Background & aims: Alpha-fetoprotein (AFP) is widely used as a surveillance test for hepatocellular carcinoma (HCC) among patients with cirrhosis. Des-gamma carboxy-prothrombin (DCP) and lectin-bound AFP (AFP-L3%) are potential surveillance tests for HCC. The aims of this study were to determine performance of DCP and AFP-L3% for the diagnosis of early HCC; whether they complement AFP; and what factors affect DCP, AFP-L3%, or AFP levels.

Methods: We conducted a large phase 2 biomarker case-control study in 7 academic medical centers in the United States. Controls were patients with compensated cirrhosis and cases were patients with HCC. AFP, DCP, and AFP-L3% levels were measured blinded to clinical data in a central reference laboratory.

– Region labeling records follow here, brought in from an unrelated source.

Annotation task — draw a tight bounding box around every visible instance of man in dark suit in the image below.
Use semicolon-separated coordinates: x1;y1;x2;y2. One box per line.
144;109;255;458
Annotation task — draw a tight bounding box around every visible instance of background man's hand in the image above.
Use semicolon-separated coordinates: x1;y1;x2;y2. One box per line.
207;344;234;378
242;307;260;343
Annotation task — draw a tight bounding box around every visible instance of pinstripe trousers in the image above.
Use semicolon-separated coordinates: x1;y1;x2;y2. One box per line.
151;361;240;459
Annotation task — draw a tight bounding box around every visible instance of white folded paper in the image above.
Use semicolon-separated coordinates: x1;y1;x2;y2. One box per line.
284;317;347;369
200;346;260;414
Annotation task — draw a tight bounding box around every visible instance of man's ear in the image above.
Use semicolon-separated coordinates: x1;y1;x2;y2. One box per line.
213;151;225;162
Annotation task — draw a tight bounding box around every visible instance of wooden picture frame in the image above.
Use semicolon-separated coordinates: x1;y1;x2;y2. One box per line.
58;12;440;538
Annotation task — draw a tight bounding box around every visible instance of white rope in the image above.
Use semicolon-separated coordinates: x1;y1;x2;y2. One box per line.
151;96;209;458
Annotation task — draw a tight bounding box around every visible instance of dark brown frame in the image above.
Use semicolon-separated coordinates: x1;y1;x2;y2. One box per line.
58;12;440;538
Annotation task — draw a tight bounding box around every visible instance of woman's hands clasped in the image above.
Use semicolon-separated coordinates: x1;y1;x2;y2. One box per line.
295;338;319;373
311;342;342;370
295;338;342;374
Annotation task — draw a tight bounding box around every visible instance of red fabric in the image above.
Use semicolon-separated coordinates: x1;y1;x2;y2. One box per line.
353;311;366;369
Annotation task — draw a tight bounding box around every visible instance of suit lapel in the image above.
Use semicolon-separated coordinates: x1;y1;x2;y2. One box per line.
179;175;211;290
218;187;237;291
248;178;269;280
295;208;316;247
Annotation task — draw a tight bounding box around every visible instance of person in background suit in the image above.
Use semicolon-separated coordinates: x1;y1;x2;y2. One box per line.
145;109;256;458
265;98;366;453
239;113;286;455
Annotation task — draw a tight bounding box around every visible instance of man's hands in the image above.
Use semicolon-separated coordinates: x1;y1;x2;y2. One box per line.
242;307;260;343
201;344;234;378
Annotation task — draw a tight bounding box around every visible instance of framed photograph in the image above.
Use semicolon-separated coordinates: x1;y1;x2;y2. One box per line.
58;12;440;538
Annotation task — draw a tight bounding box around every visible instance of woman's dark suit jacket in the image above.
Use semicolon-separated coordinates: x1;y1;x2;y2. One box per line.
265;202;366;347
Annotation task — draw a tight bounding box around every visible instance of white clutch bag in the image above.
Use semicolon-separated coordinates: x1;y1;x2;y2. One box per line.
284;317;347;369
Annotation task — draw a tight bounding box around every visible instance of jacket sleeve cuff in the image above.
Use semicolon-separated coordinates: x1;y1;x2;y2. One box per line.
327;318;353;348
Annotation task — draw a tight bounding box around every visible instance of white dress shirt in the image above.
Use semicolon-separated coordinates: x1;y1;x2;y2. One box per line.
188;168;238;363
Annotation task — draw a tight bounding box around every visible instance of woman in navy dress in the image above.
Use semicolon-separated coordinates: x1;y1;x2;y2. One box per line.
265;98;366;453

Results: A total of 836 patients were enrolled: 417 (50%) were cirrhosis controls and 419 (50%) were HCC cases, of which 208 (49.6%) had early stage HCC (n = 77 very early, n = 131 early). AFP had the best area under the receiver operating characteristic curve (0.80, 95% confidence interval [CI]: 0.77-0.84), followed by DCP (0.72, 95% CI: 0.68-0.77) and AFP-L3% (0.66, 95% CI: 0.62-0.70) for early stage HCC. The optimal AFP cutoff value was 10.9 ng/mL leading to a sensitivity of 66%. When only those with very early HCC were evaluated, the area under the receiver operating characteristic curve for AFP was 0.78 (95% CI: 0.72-0.85) leading to a sensitivity of 65% at the same cutoff.

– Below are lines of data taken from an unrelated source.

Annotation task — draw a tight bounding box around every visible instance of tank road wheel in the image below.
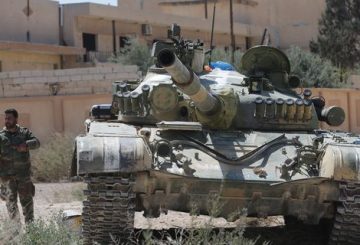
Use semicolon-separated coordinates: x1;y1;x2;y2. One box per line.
329;182;360;245
82;175;135;244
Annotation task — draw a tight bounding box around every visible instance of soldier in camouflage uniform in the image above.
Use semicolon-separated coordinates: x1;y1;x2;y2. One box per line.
0;109;40;223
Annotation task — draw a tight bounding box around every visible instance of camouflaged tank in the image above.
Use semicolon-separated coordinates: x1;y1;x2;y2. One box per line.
73;26;360;244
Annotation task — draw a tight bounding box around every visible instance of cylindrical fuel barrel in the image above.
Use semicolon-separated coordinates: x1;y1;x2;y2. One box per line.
157;49;221;115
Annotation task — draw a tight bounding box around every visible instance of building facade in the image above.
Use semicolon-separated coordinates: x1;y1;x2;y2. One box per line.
0;0;325;72
0;0;85;72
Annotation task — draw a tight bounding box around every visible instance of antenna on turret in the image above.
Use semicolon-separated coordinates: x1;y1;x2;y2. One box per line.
209;2;216;65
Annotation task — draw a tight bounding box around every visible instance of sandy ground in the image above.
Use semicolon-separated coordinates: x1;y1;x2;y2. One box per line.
0;182;283;229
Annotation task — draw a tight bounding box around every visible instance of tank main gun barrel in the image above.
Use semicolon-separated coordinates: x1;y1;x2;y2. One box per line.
157;49;221;115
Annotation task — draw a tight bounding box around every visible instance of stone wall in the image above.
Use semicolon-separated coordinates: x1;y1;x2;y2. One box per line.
0;65;140;98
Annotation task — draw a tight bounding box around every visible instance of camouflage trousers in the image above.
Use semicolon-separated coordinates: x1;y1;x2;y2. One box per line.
0;176;35;223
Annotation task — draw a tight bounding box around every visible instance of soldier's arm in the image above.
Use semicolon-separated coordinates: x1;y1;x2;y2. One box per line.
26;130;40;150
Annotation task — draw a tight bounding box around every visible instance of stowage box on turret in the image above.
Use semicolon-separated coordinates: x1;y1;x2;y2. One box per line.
73;23;360;244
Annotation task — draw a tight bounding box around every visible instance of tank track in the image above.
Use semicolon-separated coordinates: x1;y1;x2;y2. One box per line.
329;182;360;245
82;175;135;245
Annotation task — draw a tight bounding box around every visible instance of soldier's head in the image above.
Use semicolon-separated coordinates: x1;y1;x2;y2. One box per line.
5;109;19;129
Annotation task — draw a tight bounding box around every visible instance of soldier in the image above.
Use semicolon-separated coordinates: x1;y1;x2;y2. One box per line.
0;109;40;223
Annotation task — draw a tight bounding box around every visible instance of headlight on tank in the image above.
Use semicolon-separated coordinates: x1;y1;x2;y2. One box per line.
150;83;178;112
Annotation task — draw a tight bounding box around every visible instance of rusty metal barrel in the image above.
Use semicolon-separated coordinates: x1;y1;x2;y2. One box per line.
157;49;221;115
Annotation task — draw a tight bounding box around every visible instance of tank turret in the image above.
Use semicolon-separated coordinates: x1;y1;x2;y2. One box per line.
72;25;360;244
157;49;221;115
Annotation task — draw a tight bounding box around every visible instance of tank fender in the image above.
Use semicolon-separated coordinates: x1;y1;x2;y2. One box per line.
320;144;360;181
76;134;152;175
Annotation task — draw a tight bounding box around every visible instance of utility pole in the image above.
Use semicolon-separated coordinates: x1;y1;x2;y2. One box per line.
230;0;235;64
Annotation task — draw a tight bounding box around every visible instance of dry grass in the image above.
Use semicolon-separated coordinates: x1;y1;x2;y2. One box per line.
0;213;82;245
31;134;74;182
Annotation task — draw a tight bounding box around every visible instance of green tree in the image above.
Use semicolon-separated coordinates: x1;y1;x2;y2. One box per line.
286;46;345;88
310;0;360;72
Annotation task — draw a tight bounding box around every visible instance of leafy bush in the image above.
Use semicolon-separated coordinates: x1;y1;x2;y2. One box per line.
31;134;74;182
286;46;347;88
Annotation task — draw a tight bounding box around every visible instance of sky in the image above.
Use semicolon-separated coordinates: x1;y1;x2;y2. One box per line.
57;0;117;6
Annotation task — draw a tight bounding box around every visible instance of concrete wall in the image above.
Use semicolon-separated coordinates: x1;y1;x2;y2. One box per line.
0;94;111;142
0;64;139;141
0;0;59;44
0;50;61;72
118;0;325;49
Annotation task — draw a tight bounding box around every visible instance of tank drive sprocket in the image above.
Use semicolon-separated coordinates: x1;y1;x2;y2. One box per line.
82;174;135;244
329;182;360;245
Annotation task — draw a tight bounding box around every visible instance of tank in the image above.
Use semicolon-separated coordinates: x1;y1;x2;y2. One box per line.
72;25;360;244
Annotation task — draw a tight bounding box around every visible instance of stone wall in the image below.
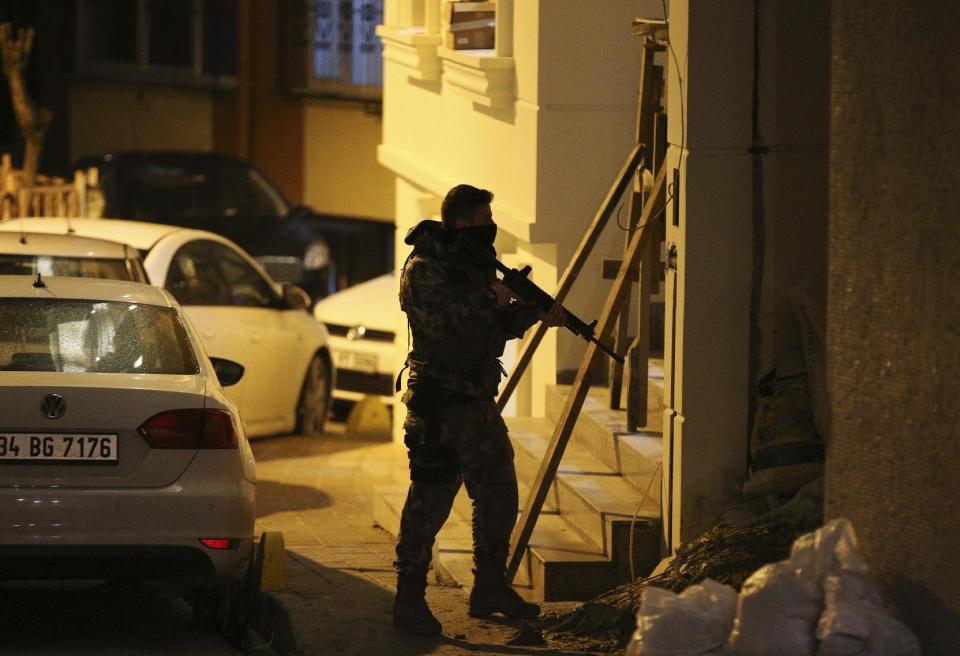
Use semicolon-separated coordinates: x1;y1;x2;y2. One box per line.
827;0;960;654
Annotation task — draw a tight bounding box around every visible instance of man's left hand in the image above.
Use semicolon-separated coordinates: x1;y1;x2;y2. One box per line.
537;303;567;328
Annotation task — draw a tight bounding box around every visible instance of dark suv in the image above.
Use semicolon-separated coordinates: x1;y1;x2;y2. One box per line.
74;151;337;301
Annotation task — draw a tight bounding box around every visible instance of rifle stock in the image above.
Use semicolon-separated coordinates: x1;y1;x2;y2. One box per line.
454;235;624;364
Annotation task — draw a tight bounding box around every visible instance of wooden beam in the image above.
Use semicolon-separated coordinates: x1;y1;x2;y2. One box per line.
497;144;646;411
507;170;665;581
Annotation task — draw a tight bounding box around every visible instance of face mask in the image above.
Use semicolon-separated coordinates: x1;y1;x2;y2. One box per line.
460;223;497;247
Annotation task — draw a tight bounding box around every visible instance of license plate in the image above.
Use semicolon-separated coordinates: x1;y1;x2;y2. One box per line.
0;433;117;462
337;351;378;374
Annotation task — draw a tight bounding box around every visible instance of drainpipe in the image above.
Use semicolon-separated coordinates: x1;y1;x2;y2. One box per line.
236;0;254;160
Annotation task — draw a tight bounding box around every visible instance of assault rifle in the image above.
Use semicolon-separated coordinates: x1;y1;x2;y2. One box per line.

Conclusions: AFP was more sensitive than DCP and AFP-L3% for the diagnosis of early and very early stage HCC at a new cutoff of 10.9 ng/mL.

Figure 1

Serum levels of alpha-fetoprotein (AFP), des-gamma carboxyprothrombin (DCP) and lectin-bound AFP among those with cirrhosis, early stage Hepatocellular carcinoma (HCC) and late stage of HCC (the latter defined as Intermediate and Advanced stages based on the Barcelona staging classification). The box refers to the 25^th to and 75^th percentile values with a line indicating the median levels, while the interquartile range extend outside the box. Points outside the interquertile range are outliers. Median levels are shown for each marker at the bottom of each. Both early and late stage HCC had higher levels (p<0.0001) compared to cirrhosis. Late stage HCC had higher levels compared to early stage HCC (p<0.05).

Figure 2

Receiver operating characteristics (ROC) curve evaluating those with early stage HCC (n=208) and cirrhosis controls (n=417). The area under the ROC curve is shown with its 95% confidence intervals. DCP is black, AFP is red, AFP-L3 is blue and combination of AFP and DCP is pink.

Figure 3

Scattered plot for alpha-fetoprotein (AFP) and des-gamma carboxyprothrombin (DCP) according viral and non-viral etiology. Red = early stage HCC, green = cirrhosis controls.

Figure 4

Receiver operating characteristics (ROC) curve according to etiology of liver disease in those with early stage HCC (n=208) and cirrhosis controls (n=417). Panel A shows those with viral etiology and Panel B shows those with non-viral etiology The area under the ROC curve is shown with its 95% confidence intervals. DCP is black, AFP is red, AFP-L3 is blue and combination of AFP and DCP is pink.